Both stores play a role in scale-out. The RW store is used for the metadata service (shard locator) and to aggregate performance counters (load balancer). The WORM is used to buffer writes at the data services. Buffered writes on a data services are migrated asynchronously onto read-optimized B+Tree files (called IndexSegment files). Periodically those index segments get merged. When the merged segments for a shard are large enough, the shard is split. Given the scaling characteristics of the RW store, people may ask when do I need scale-out? The answer is when you want the aggregate throughput of a cluster, which is much higher than a single node, or when the total data scale far exceeds what is reasonable on a single node. The point of scale-out is to breakdown machine boundaries by managing the data in dynamically allocated shards so we can handle data sets from 10s of billions of triples to trillions of triples through incremental scaling.

Binary compatibility

The RW and WORM modes DO NOT have binary compatibility. They use very different internal structures to manage their allocations on the persistence store. However, they have very good logical compatibility. For the most part, applications should run over either store without change. The only exceptions would be applications, which deliberately try to take advantage of the RW store features for aging history.

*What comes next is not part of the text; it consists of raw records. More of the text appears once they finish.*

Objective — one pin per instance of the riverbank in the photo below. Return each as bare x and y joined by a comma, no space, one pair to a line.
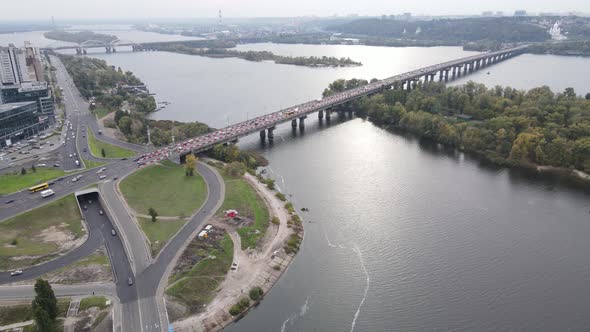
261,267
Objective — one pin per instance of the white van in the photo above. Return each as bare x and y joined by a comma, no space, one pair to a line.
47,193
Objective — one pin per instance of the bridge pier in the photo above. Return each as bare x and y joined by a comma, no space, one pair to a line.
302,122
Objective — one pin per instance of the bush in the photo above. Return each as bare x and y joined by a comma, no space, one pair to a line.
255,293
281,196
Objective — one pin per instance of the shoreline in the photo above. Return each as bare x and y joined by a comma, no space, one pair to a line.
216,315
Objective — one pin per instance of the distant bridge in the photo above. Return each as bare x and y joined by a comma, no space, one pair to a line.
266,124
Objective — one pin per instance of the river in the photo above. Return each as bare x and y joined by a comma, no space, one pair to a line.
402,234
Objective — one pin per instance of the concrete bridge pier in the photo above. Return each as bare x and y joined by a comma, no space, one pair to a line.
302,122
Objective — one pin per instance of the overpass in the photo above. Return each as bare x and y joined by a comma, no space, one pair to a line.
266,124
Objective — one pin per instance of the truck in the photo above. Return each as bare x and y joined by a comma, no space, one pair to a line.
47,193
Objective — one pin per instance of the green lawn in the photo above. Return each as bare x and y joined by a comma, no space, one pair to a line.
101,112
111,151
18,313
27,228
160,232
165,188
10,183
93,164
196,286
241,196
93,301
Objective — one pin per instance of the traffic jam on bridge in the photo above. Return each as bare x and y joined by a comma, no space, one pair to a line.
245,128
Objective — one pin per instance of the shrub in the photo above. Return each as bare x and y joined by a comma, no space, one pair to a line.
255,293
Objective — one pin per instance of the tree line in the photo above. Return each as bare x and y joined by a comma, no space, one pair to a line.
258,56
504,125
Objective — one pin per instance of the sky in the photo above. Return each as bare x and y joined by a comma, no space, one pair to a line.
152,9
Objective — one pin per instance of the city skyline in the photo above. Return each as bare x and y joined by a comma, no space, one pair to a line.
136,9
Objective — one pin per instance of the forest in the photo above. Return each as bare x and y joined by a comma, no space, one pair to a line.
507,126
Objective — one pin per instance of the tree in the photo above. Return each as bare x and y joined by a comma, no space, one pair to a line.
152,212
45,299
125,124
42,319
190,164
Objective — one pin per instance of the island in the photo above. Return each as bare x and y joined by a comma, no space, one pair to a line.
258,56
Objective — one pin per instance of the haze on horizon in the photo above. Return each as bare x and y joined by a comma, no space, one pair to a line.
154,9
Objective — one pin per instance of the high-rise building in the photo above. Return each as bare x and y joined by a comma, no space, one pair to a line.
26,102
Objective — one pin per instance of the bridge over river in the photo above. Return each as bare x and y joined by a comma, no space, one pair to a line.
266,124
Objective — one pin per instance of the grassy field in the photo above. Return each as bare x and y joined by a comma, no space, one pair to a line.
22,235
241,196
111,151
17,313
10,183
101,112
93,164
93,301
160,232
197,285
165,188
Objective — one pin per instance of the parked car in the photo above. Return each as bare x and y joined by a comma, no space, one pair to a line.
16,273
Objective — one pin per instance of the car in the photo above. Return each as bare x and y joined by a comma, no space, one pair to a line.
16,273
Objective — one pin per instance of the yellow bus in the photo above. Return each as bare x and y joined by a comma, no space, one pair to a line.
39,187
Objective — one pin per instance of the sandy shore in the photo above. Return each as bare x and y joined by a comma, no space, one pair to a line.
256,268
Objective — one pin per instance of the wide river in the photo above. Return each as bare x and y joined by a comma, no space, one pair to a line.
402,234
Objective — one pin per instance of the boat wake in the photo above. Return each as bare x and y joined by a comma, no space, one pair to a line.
328,239
358,310
292,318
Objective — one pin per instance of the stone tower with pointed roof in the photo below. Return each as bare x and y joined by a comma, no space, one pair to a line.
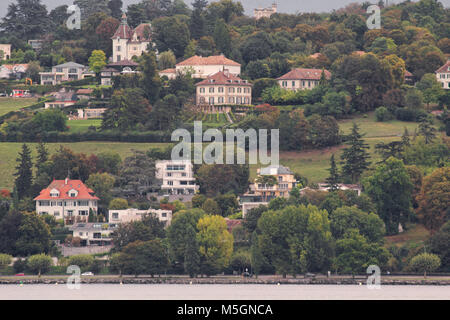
128,42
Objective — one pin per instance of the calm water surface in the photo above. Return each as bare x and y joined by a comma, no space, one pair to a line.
221,292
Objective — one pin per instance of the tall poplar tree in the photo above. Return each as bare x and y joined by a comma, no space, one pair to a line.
355,158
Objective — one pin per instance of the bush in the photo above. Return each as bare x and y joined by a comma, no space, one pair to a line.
382,114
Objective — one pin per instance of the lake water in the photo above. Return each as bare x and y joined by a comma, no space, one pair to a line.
221,292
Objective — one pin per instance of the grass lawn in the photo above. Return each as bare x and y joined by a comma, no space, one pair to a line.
373,128
83,125
14,104
312,164
9,151
415,235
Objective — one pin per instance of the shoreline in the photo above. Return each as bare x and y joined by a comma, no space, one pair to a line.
212,281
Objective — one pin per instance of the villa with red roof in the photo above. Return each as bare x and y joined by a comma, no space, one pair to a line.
443,75
70,200
203,67
128,43
302,79
223,88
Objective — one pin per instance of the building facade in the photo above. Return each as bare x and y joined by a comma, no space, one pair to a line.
6,49
129,215
94,233
443,75
70,200
177,177
203,67
128,42
265,12
69,71
302,79
285,182
223,88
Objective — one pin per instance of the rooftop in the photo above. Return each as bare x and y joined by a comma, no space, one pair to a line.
305,74
211,60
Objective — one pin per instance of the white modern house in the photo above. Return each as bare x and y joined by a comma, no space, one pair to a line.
177,177
443,75
70,200
130,215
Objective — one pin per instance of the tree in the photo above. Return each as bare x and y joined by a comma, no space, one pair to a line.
149,228
141,257
425,262
192,254
440,245
355,159
427,129
296,239
166,60
33,235
150,83
115,6
128,108
26,19
97,61
171,33
39,263
256,256
333,178
222,38
179,234
369,225
210,207
24,172
354,253
5,260
88,7
434,198
101,183
197,22
215,244
390,189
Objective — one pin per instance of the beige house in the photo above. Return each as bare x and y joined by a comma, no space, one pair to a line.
128,42
6,50
223,88
443,75
203,67
285,182
70,200
302,79
130,215
177,177
265,12
69,71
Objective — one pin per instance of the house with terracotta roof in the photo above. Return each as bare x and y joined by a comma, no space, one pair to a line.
223,88
443,75
70,200
5,51
302,79
13,71
203,67
128,42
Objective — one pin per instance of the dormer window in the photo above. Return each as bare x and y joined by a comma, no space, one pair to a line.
73,193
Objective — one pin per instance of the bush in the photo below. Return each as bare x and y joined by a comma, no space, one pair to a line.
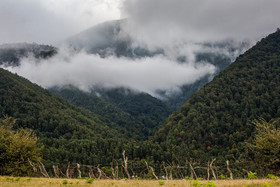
270,176
252,175
64,181
89,180
17,147
161,183
222,177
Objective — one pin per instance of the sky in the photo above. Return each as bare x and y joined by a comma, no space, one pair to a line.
48,21
180,27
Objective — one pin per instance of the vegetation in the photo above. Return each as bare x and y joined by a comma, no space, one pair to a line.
34,182
264,148
216,120
213,127
136,115
17,149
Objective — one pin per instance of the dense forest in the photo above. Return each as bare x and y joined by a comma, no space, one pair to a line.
217,122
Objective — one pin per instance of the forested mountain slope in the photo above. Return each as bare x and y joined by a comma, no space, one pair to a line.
217,120
69,133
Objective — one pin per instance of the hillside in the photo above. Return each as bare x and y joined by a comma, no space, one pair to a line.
216,121
69,133
137,115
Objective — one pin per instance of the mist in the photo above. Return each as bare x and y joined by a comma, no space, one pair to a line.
180,28
86,71
157,23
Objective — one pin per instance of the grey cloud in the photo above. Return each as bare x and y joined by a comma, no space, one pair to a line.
161,22
50,21
86,71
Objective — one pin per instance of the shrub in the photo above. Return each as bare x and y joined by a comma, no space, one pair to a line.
64,181
89,180
271,176
161,183
252,175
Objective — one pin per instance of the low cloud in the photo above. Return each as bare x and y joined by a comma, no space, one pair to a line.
158,23
87,71
51,21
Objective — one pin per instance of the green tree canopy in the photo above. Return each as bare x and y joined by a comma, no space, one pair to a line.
264,149
16,148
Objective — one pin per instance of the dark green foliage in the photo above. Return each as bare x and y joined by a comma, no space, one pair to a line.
126,118
69,133
17,148
147,109
216,120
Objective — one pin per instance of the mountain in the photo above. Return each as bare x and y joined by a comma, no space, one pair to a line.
69,133
137,115
216,120
10,54
109,39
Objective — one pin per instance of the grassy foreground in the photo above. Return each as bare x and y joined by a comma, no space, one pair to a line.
41,182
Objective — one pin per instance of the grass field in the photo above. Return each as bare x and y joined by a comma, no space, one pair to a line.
42,182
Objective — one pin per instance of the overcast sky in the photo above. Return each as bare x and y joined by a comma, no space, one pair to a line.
177,26
49,21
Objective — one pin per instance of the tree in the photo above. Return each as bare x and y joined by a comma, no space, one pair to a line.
17,148
264,149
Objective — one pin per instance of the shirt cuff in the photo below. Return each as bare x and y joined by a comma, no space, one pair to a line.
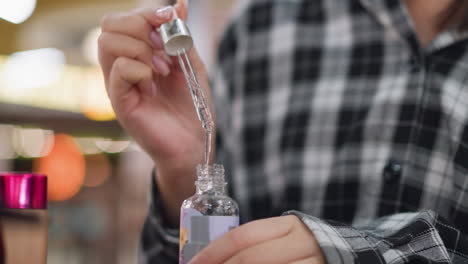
340,244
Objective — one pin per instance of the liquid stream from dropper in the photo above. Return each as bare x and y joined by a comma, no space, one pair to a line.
199,101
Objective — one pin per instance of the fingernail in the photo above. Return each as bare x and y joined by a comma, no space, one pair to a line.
157,40
161,65
153,89
165,12
168,59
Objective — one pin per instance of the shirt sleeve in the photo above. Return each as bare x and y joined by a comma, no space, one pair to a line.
420,237
159,243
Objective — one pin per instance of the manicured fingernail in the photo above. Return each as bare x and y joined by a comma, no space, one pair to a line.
168,59
165,12
161,66
153,89
157,40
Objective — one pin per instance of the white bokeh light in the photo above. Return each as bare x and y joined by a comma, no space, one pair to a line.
31,69
16,11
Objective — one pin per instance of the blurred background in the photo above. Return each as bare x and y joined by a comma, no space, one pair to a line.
55,118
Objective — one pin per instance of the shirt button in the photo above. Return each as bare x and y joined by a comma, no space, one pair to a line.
414,64
392,171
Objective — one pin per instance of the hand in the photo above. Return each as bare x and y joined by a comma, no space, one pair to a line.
278,240
149,94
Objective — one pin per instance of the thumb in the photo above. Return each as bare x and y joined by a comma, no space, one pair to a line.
182,9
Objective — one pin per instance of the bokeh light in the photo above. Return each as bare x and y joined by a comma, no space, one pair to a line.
64,167
16,11
98,170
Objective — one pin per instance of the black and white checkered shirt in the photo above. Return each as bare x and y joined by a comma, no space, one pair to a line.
333,109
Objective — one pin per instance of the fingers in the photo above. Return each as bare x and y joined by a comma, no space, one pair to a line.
126,74
244,237
129,24
282,250
311,260
112,45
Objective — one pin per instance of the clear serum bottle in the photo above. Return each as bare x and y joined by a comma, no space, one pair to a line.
208,214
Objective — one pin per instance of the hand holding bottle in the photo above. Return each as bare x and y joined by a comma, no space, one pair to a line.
149,96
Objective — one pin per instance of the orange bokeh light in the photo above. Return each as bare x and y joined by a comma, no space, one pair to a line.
64,167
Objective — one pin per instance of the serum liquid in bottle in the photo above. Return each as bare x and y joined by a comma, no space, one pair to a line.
208,214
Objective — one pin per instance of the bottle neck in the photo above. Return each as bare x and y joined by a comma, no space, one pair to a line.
210,180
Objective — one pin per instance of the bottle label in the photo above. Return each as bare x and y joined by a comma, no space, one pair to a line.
197,231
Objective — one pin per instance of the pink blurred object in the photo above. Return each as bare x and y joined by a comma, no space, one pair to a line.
23,191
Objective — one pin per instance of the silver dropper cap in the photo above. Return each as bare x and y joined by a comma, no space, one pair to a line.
176,37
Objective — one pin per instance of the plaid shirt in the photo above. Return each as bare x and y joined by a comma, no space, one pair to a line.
332,108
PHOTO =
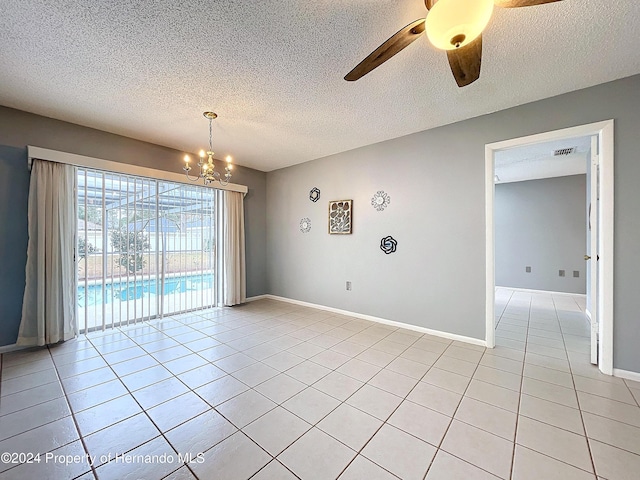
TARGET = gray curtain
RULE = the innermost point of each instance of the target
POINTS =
(48, 308)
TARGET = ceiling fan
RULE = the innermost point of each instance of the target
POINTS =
(452, 25)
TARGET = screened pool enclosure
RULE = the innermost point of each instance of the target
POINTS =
(145, 248)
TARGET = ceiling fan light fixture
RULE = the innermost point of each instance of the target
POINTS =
(452, 24)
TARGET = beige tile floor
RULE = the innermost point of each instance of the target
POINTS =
(271, 390)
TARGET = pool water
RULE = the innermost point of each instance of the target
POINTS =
(133, 290)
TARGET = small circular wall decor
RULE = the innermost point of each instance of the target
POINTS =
(388, 244)
(314, 194)
(380, 200)
(305, 225)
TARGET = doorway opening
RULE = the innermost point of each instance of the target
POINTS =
(601, 218)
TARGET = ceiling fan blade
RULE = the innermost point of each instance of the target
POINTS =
(387, 50)
(521, 3)
(465, 62)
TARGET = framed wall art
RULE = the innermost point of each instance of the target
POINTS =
(340, 217)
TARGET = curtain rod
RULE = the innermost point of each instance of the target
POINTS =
(39, 153)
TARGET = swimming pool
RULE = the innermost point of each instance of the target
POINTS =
(95, 294)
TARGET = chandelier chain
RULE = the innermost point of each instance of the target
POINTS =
(210, 136)
(206, 165)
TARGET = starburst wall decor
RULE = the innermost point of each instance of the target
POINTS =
(380, 200)
(314, 194)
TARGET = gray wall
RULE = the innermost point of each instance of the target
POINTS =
(436, 180)
(14, 192)
(541, 224)
(19, 129)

Embedded use of standalone modes

Both the WORM and RW modes can operate in either very small memory footprints or with very large heaps if you chose the appropriate configuration options. Other than the memory allocated to the JVM, other configuration options which can influence performance are the size and #of write cache buffers (these are direct memory buffers), the size of the write retention queue, and the capacity of the global LRU.

The number of dependencies can also be pruned depending on your application requirements and deployment goals.

OpenRDF Sesame Server

See Using_Bigdata_with_the_OpenRDF_Sesame_HTTP_Server if you are trying to install bigdata with the Sesame Server.